Since taking over the Theatre Artaud space in 2009, Z Space has presented and produced a wide spectrum of disciplines and narrative techniques. From rock operas to lyric operas, cabaret to Kathak, innovative touring companies to local playwrights, Z Space is a place one goes to experience outside-of-the-box theatricals.
This past weekend, I camped out at Z Space and its companion venue, Z Below, to experience its wide variety with two world premieres that are worlds apart: The Supers, by Sara Moore, and Retablos, by Word for Word.

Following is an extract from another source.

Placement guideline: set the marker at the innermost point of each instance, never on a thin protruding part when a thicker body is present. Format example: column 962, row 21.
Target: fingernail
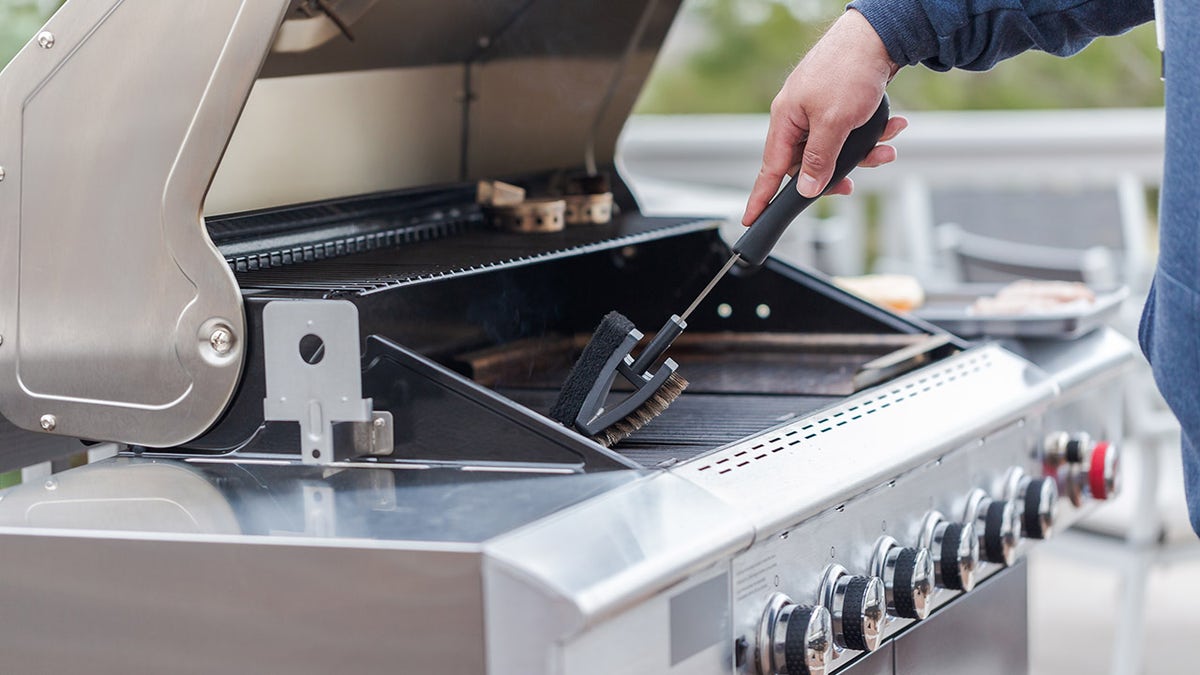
column 808, row 185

A multi-dimensional, multi-media expedition, The Supers unfolds across a playfully conceptualized universe. Propelled by a cinematic score composed by Rob Reich, and accompanied by videos of colorful constellations designed by director Colin Johnson, a quintet of mostly non-verbal clowns hurtle through space in search of sanctuary. After losing one of their party—the presumptive hero, Jess, played by writer of the show and Director of the Clown Conservatory at Circus Center, Sara Moore—the remaining four land on Earth to start over.
A now-leaderless collective of outcasts, each has a signature source of power. Helena (Maureen McVerry), an older spinster in power reds, displays a penchant for torch songs. The deceptively sweet Oopsy (Kaylamay Paz Suarez) packs a powerful punch and totes a marshmallow-shooting rifle. The plaid-clad Charlie (Guilhem Milhau) generates electricity from his fingertips. And the fatigue-wearing Edgar (DeMarcello Funes) has traveled the universe, gathering experiences and hoarding oranges. Though they frequently react with skittish, fearful energy at the many obstacles they encounter on their journey, they manage to stick together, and stand up for themselves when it counts.
Their Earthly immigrant experience begins like so many: by crowding into a rundown tenement of cramped single-occupancy rooms (courtesy of Katie Whitcraft and Jacque Bugler) run by a suspicious curmudgeon in coveralls (Adam Roy). As they figure out their daily routines, they’re spied upon, threatened, and have their possessions stolen by the increasingly paranoid “Super” whose rage contorts his body in every direction. At times he appears to be made of convulsive silly-putty, his limbs appearing to elongate and contract with his acrimony. His unfortunate companion, Waldo (Joel Baker), does his best to keep his equilibrium under the Super’s erratic onslaughts, showing off his superlative ability to keep a straight face.